Snake thought Mei Ling resembled a manga character come to life. He shook her hand. "I didn't expect a designer of world-class military technology to be so cute."
"Merry Christmas," Snake said as he delivered two powerhouse punches, left and then right, into the guards' faces. The soldiers plopped to the floor. "I forgot to tell you--Christmas is early this year."
She signed off, and Snake shook his head. Of course she was Roy Campbell's niece. She was just as stubborn and full of herself as the colonel had always been. But even though she was green, Snake had to admit she had a lot of balls. He'd never encountered a young woman who was as brave and determined as she.
Those thoughts might have demoralized an ordinary person, but for Snake they were incentives to stay the course. Master Miller had a saying, "When the going gets tough, the tough beat the shit out of everyone else." Snake lived by that adage, and he hated to lose. He would finish the mission--successfully--or there would be no use returning to his home in the Alaskan wilderness.
Before you rush to the bookstore thinking that this actually sounds pretty good, I should warn you that these snippets represent Benson's writing at its very best. The rest of the book's 300+ pages is mostly a faithful but bland and amateurish chronicle of Solid Snake's journey through Shadow Moses. Between stretches of dialogue often taken verbatim from the game script, Snake sneaks around and takes guys out with his Socom pistol, the "Snake Stranglehold," and his trademark "one-two-three punch-punch-kick combination." It's almost as if Benson wrote it while watching some guy play through the entire game in front of him.
To be fair to Benson, it's possible that Konami kept him on a tighter leash than he's used to (though, based on his other works, this is more likely exactly his domain). While they evidently didn't care enough to keep the book from turning out awful, the hand of Kojima Productions is definitely felt.
The opening chapter focuses entirely around the enigmatic Dr. Clark, the person responsible for Gray Fox's transformation into the cyborg ninja. Taking place at the birth of Les Enfants Terribles, this prologue mostly exists to establish that, contrary to the original game dialogue, Dr. Clark was female. The supposed "mistranslation" from the English game script created a continuity error when the character was brought up again ten years later in Guns of the Patriots, and, though I never saw it as a big deal, the problem apparently tormented MGS4's assistant producer, Ryan Payton, who is named in Benson's acknowledgments.
The novelization must have seemed a rare chance to fix this error, and to further drive it home, the doctor's gender is clarified again when Naomi later points it out to Snake, even though the detail has no relevance to their discussion.

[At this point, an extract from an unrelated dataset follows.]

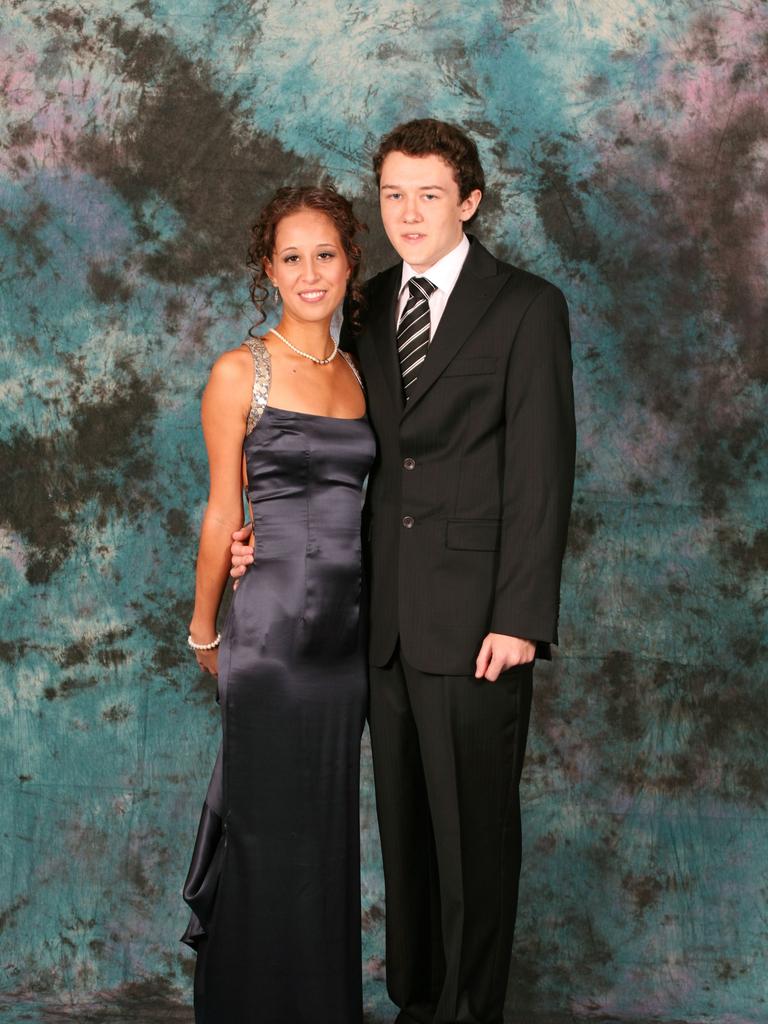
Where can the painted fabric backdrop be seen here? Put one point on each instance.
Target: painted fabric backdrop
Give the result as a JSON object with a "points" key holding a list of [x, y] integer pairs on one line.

By the third time, however, Snake seems to forget and goes back to referring to Dr. Clark as male. Oh well.
Other items of note:
- The book establishes Johnny Sasaki's background as a tech expert.
- In an awkward addition to the script, Psycho Mantis uses his powers to foretell the graveyard image from MGS4.
- The final, final confrontation follows the apocryphal Twin Snakes ending, rather than the original PS1 version.
- Benson repeatedly insists that Snake hates name-brand cigarettes and only smokes them during the mission because he doesn't have access to his own special tobacco blend. Huh?